La zone indo-pacifique comprend plusieurs enceintes régionales de dialogue et de coopération aux réalisations certes limitées. La France, en liaison avec l’UE, s’efforce d’intégrer cette architecture politique en tant qu’acteur local avec un objectif de prévention des crises dans une région en tension stratégique.
Enjeux de coopération de défense et de sécurité dans l’Indo-Pacifique pour l’Europe et la France
The Stakes for France and Europe in Defence and Security Cooperation in the Indo-Pacific
The Indo-Pacific region boasts a number of regional bodies for dialogue and cooperation, albeit they have achieved limited results.
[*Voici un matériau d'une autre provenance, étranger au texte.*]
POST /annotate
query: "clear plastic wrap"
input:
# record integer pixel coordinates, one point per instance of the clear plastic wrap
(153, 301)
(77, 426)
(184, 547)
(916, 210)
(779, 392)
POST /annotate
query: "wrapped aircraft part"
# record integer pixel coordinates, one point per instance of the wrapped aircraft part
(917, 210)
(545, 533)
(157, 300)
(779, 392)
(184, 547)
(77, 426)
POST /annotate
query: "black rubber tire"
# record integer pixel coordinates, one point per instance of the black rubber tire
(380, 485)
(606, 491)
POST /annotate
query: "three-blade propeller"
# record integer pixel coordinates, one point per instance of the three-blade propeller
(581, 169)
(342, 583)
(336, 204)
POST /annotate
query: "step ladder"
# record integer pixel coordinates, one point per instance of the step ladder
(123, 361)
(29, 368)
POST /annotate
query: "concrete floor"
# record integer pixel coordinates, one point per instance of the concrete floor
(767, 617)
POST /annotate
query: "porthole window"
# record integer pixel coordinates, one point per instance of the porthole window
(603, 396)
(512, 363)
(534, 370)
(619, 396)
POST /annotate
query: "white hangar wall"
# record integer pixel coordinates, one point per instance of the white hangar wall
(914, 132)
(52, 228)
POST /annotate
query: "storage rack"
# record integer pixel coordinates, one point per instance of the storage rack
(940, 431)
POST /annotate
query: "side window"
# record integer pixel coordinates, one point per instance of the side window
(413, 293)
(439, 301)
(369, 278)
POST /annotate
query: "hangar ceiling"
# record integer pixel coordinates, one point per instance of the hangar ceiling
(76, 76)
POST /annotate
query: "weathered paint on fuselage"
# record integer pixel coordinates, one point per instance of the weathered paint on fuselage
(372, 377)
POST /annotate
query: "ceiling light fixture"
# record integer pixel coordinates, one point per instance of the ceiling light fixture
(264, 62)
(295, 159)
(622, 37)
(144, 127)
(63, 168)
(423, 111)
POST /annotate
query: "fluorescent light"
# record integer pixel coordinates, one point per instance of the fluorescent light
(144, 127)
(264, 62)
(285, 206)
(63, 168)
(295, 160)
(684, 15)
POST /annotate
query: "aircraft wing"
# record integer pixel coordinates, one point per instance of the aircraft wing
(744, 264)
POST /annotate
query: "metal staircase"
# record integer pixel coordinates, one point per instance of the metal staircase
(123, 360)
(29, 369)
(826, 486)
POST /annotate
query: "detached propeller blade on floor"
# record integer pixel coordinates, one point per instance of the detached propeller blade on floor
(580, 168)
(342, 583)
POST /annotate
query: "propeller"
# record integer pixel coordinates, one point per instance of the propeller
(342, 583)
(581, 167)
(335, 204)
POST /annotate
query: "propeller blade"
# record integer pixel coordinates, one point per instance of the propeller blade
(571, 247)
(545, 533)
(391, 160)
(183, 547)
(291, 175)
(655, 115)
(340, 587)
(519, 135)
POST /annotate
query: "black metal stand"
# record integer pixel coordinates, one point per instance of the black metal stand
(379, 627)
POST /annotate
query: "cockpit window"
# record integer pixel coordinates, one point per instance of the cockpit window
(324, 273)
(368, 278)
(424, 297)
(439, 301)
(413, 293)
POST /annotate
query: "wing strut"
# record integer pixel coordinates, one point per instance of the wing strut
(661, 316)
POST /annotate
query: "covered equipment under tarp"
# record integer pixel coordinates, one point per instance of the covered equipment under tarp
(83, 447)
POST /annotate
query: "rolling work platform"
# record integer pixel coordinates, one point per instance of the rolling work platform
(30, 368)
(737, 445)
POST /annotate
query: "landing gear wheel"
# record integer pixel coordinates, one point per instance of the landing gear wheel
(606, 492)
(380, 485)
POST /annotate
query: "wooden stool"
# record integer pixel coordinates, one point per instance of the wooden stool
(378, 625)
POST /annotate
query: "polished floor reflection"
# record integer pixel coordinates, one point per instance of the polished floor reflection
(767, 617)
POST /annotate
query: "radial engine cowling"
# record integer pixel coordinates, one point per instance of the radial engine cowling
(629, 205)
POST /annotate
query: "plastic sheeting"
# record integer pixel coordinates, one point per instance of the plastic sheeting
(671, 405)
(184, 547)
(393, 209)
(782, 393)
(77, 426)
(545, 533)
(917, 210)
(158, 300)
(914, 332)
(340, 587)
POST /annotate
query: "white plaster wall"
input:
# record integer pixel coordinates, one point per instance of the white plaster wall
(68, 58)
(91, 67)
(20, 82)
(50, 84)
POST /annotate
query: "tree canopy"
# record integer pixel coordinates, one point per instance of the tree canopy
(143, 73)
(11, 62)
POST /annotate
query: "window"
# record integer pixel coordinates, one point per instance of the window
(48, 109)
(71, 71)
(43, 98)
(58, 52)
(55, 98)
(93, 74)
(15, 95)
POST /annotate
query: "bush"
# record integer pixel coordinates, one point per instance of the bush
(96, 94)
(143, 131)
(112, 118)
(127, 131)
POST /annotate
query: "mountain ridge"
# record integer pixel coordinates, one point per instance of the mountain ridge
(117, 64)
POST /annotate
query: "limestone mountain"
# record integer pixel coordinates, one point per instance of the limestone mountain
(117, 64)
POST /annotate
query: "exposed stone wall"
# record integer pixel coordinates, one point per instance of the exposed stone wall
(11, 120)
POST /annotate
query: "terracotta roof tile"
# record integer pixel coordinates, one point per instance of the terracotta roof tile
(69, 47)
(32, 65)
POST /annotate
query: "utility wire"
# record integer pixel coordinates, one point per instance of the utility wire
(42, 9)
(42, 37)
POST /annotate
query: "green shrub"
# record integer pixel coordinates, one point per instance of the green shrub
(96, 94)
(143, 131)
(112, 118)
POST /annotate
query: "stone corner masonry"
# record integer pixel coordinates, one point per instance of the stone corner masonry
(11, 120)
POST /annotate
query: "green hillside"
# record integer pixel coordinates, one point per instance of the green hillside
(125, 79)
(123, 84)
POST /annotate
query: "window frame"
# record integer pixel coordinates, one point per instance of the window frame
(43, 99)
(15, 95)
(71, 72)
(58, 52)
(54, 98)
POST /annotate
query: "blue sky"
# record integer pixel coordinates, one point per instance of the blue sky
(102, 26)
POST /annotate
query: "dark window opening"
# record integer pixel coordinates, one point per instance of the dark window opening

In liaison with the European Union, and as a regional player, France is making attempts to integrate this political structure with the aim of crisis prevention in a region subject to strategic tension.
Les stratégies indo-pacifique élaborées par la France, l’Allemagne, les Pays-Bas et récemment par l’Union européenne (UE) accordent toutes une place importante au soutien à apporter au multilatéralisme et aux enceintes régionales de coopération. Face aux risques d’hégémonisme, de bipolarisation et aux menaces non traditionnelles, la coopération multilatérale semble en effet pouvoir constituer un moyen efficient d’apaisement des tensions, de développement des capacités et de prévention des crises. La région indo-pacifique ayant été particulièrement prolifique en matière de création d’enceintes de coopération, nous nous attacherons tout d’abord à préciser le champ de la coopération tel que nous l’entendons dans le cadre de ce court article, à expliciter les enjeux pour les Européens, leurs ambitions, succès, mais également les limites qu’ils ont rencontrées en matière d’intégration dans les enceintes de coopération régionale et, enfin, à dessiner quelques pistes visant à compléter la démarche engagée.
Des enceintes régionales de dialogue et de coopération aux réalisations limitées
La coopération régionale en Indo-Pacifique est très différente de celle que nous connaissons en Europe. Les États de la région étant pour la plupart de création récente et tous marqués par l’expérience impérialiste des Européens ainsi que par des différends politiques et territoriaux issus de la colonisation ; le souverainisme y est exacerbé et la coopération régionale est de nature exclusivement intergouvernementale, fondée sur le consensus, sans structure ni ambition supranationale. La construction progressive d’une architecture régionale de coopération politique et en matière de sécurité dès les années 1960 est ainsi caractérisée par une certaine informalité, une faible structuration, une intégration et des réalisations modestes. La coopération en matière économique peut sembler plus avancée, mais elle n’a que rarement dépassé l’horizon de la libéralisation des échanges. Les coopérations les plus engageantes, celles qui portent sur des sujets sensibles et du haut du spectre n’apparaissant que dans un cadre bilatéral ou plurilatéral, ne seront pas abordées dans le présent article.
On peut diviser les enceintes de coopération régionale en deux grandes catégories : les organisations intergouvernementales qui couvrent un large éventail thématique – politique, économique, en matière de sécurité, de coopération technique, scientifique, de connectivité… – telles que l’ASEAN [Association of South East Asian Nations] (créée en 1967), le FIP [Forum des îles du Pacifique] (1971), la Commission de l’océan Indien (1982), la SAARC [South Asian Association for Regional Co-Operation] (1983) ou encore l’IORA [Indian Ocean Rim Association] (1997). Elles ont contribué à réduire les tensions intrarégionales, sans permettre de les résoudre néanmoins, et restent souvent minées par des divisions internes (rivalité indo-pakistanaise en ce qui concerne la SAARC, division en cours du FIP) et contraintes par le respect du principe de non-ingérence, comme l’illustre aujourd’hui la paralysie de l’ASEAN vis-à-vis de la crise birmane. Malgré ces faiblesses, ces organisations offrent un cadre politique favorisant la coopération sur des sujets techniques, aux enjeux souverains limités, et offrent également la possibilité de disposer d’une voix plus forte sur le plan international tout en dialoguant avec les grandes puissances. L’ASEAN est exemplaire à cet égard, elle a construit une architecture complexe de dialogue et de coopération avec de nombreux acteurs extérieurs.